In 1987, Hilliard was named editor of The Oregonian, with "full control over the newspaper's news and editorial departments." He was the newspaper's first African-American editor. He introduced zoned suburban coverage and expanded coverage of minorities issues, as well as increasing the hiring of minorities by the paper. While he was editor two staffers complained to him about how the nicknames of sports teams were demeaning to Native Americans. Under Hilliard's leadership The Oregonian stopped using demeaning sports nicknames in 1992, and the newspaper also stopped identifying people by race in crime stories unless absolutely necessary.

Hilliard served as president of the American Society of Newspaper Editors (ASNE) in 1993–94, the first African-American to be elected to that position. In 1993, he was given the President's Award of the National Association of Black Journalists, which called him a role model. He remained editor of The Oregonian until retiring in 1994, although during the last year of his tenure with the paper he gave his designated successor, executive editor Sandra M. Rowe, effective control of the editor's duties and focused his attention on ASNE duties.
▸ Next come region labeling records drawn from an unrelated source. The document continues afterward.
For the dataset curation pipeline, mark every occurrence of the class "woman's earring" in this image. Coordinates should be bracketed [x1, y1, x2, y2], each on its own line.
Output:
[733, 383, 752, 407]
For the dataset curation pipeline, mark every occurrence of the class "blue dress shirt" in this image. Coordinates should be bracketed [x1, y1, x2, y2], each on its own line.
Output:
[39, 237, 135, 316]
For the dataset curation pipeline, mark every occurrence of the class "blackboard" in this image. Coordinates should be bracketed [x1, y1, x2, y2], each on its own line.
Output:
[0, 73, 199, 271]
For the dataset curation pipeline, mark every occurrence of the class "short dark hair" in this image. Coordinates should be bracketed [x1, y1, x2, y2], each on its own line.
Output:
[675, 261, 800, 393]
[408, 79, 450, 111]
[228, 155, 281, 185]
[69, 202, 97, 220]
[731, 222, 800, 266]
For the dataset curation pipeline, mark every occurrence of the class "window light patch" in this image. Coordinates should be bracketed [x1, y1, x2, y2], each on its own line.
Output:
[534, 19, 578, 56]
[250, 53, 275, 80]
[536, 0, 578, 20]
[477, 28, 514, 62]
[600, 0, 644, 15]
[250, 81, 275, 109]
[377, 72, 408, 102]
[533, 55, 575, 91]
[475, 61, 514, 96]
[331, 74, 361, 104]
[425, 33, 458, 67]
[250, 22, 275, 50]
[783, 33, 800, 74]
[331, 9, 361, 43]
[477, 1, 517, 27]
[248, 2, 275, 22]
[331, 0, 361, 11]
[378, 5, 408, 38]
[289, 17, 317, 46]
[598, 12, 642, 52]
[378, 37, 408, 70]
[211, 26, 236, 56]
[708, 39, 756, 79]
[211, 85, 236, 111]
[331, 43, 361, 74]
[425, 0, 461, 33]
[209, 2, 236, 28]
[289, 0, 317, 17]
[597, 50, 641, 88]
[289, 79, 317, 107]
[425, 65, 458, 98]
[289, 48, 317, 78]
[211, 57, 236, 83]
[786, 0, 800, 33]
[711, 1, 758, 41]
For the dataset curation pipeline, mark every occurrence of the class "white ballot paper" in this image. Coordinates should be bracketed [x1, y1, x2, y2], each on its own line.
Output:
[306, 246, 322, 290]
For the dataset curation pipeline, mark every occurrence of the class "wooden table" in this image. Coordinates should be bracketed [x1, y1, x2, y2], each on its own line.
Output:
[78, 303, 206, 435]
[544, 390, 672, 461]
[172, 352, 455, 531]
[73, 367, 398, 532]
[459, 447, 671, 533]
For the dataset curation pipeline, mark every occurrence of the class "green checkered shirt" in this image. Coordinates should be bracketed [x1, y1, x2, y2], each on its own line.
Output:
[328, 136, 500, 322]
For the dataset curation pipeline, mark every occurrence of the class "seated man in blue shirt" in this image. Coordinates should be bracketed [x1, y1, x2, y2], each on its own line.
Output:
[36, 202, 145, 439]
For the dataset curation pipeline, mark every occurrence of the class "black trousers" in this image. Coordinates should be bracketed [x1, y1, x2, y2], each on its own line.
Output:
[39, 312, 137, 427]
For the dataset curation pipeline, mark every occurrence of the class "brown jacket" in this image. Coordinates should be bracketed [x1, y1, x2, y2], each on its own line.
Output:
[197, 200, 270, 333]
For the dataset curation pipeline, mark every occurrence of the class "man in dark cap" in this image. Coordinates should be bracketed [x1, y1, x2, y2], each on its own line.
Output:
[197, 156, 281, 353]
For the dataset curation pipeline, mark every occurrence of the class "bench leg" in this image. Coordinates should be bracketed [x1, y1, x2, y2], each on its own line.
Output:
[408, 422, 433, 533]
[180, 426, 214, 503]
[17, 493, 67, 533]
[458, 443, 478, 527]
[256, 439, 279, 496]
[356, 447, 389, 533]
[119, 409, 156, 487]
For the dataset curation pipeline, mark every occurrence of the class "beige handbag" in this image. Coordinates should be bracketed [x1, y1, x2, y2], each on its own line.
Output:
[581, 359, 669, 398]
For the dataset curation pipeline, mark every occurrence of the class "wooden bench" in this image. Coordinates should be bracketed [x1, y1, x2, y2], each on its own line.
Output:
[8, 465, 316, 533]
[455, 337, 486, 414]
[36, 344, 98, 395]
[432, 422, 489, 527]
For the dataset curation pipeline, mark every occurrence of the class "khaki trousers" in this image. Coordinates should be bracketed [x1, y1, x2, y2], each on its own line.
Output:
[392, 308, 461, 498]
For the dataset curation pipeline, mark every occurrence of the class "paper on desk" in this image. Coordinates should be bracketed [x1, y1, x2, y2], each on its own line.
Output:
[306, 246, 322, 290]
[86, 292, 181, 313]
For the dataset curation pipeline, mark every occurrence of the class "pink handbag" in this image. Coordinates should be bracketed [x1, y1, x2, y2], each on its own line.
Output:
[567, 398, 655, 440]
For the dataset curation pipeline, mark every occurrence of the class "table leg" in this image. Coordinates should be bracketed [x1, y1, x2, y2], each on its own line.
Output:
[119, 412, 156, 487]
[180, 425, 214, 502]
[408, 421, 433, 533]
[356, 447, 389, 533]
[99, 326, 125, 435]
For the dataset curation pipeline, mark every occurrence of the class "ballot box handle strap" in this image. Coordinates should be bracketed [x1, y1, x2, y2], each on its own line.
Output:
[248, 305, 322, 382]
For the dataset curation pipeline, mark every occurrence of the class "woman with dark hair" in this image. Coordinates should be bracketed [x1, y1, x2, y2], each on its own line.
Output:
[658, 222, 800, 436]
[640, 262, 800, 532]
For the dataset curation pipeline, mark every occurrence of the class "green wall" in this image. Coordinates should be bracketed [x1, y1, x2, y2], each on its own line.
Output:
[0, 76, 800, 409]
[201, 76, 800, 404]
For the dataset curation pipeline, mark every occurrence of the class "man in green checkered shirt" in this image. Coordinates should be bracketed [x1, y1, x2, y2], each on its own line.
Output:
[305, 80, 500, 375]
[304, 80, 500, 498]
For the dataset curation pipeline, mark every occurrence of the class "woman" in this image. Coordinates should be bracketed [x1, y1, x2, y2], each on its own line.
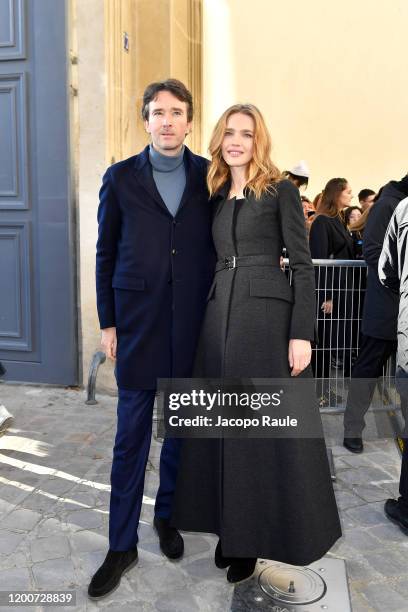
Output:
[344, 206, 370, 259]
[309, 178, 354, 406]
[172, 104, 341, 582]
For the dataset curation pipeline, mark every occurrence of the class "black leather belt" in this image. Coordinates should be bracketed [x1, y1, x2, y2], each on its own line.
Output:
[215, 255, 279, 272]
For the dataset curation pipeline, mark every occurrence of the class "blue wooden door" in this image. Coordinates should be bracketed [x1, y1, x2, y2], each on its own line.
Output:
[0, 0, 78, 385]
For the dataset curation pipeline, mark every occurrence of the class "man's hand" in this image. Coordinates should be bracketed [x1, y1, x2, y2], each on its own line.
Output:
[288, 340, 312, 376]
[101, 327, 117, 361]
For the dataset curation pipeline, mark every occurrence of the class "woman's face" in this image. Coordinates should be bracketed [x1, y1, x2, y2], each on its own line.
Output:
[349, 208, 361, 225]
[221, 113, 255, 167]
[337, 183, 353, 210]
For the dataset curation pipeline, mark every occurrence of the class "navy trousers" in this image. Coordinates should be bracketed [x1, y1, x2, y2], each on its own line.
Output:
[109, 389, 181, 550]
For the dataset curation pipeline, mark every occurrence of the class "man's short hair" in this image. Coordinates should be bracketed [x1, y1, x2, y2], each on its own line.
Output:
[358, 189, 375, 202]
[142, 79, 193, 123]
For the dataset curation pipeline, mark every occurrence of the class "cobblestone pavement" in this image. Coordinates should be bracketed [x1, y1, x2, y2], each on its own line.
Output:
[0, 384, 408, 612]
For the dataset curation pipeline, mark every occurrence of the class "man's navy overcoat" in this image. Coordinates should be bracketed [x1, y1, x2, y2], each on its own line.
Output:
[96, 147, 215, 390]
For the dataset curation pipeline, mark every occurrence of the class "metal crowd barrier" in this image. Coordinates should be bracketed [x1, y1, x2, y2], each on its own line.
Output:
[283, 259, 400, 414]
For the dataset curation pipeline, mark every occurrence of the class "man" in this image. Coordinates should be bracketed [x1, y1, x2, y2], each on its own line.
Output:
[358, 189, 375, 212]
[378, 198, 408, 535]
[88, 79, 215, 598]
[343, 175, 408, 453]
[284, 159, 310, 190]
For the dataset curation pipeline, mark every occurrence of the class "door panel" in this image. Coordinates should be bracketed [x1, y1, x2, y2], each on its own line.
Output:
[0, 0, 78, 384]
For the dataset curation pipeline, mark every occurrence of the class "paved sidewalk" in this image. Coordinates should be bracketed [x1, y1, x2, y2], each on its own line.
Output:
[0, 384, 408, 612]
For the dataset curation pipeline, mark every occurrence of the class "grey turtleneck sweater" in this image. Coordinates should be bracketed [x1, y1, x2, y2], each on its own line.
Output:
[149, 145, 186, 217]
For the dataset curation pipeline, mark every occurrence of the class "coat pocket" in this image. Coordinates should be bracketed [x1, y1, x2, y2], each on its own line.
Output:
[112, 274, 146, 291]
[205, 280, 217, 302]
[249, 278, 293, 303]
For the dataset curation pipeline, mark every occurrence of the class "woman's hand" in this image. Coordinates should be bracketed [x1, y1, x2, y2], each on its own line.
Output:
[288, 340, 312, 376]
[320, 300, 333, 314]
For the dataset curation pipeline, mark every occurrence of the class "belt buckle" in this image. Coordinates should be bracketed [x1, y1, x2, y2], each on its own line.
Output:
[224, 255, 237, 270]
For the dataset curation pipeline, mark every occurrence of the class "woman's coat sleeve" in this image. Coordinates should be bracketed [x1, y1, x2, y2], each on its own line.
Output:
[278, 180, 316, 341]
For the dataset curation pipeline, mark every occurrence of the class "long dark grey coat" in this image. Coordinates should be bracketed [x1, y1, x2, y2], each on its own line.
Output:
[172, 180, 341, 565]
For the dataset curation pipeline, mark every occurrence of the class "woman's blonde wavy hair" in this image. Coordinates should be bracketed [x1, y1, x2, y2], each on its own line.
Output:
[207, 104, 283, 199]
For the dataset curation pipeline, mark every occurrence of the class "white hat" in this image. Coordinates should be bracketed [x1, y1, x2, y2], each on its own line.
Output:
[289, 159, 310, 178]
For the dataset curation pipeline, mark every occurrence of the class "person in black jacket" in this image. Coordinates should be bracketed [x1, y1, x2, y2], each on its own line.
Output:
[343, 174, 408, 453]
[378, 198, 408, 535]
[88, 79, 215, 598]
[309, 178, 354, 406]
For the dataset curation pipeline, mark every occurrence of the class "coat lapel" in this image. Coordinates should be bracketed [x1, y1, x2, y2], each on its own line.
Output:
[135, 146, 172, 216]
[176, 147, 206, 216]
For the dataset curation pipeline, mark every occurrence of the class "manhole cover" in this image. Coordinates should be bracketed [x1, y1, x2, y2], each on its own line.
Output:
[259, 564, 327, 605]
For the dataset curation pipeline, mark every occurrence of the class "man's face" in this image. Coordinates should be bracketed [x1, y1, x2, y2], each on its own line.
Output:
[145, 91, 191, 155]
[360, 194, 375, 212]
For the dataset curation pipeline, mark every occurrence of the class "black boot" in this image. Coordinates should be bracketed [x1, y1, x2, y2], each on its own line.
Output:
[384, 498, 408, 535]
[153, 516, 184, 559]
[88, 548, 138, 599]
[227, 558, 257, 582]
[343, 438, 364, 453]
[214, 540, 234, 569]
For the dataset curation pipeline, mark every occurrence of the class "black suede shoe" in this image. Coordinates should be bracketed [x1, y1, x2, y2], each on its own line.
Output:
[384, 499, 408, 535]
[88, 548, 138, 599]
[214, 540, 234, 569]
[153, 516, 184, 559]
[343, 438, 364, 453]
[227, 559, 257, 582]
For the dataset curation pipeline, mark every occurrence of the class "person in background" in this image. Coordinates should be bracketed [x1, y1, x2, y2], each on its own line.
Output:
[343, 174, 408, 453]
[283, 159, 310, 190]
[378, 198, 408, 535]
[344, 206, 361, 229]
[309, 178, 354, 406]
[300, 195, 316, 221]
[358, 189, 375, 212]
[88, 79, 215, 598]
[344, 206, 363, 259]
In 1998, Hilliard was given the Oregon Newspaper Hall of Fame Award by the Oregon Newspaper Publishers Association.

In 2002, when it was discovered that USA Today reporter Jack Kelley had fabricated some of his stories, USA Today turned to Hilliard, along with veteran editors John Seigenthaler Sr. and Bill Kovach, to monitor the investigation.

==Death==
Hilliard died on January 16, 2017, in Portland, of congestive heart failure, at the age of 89.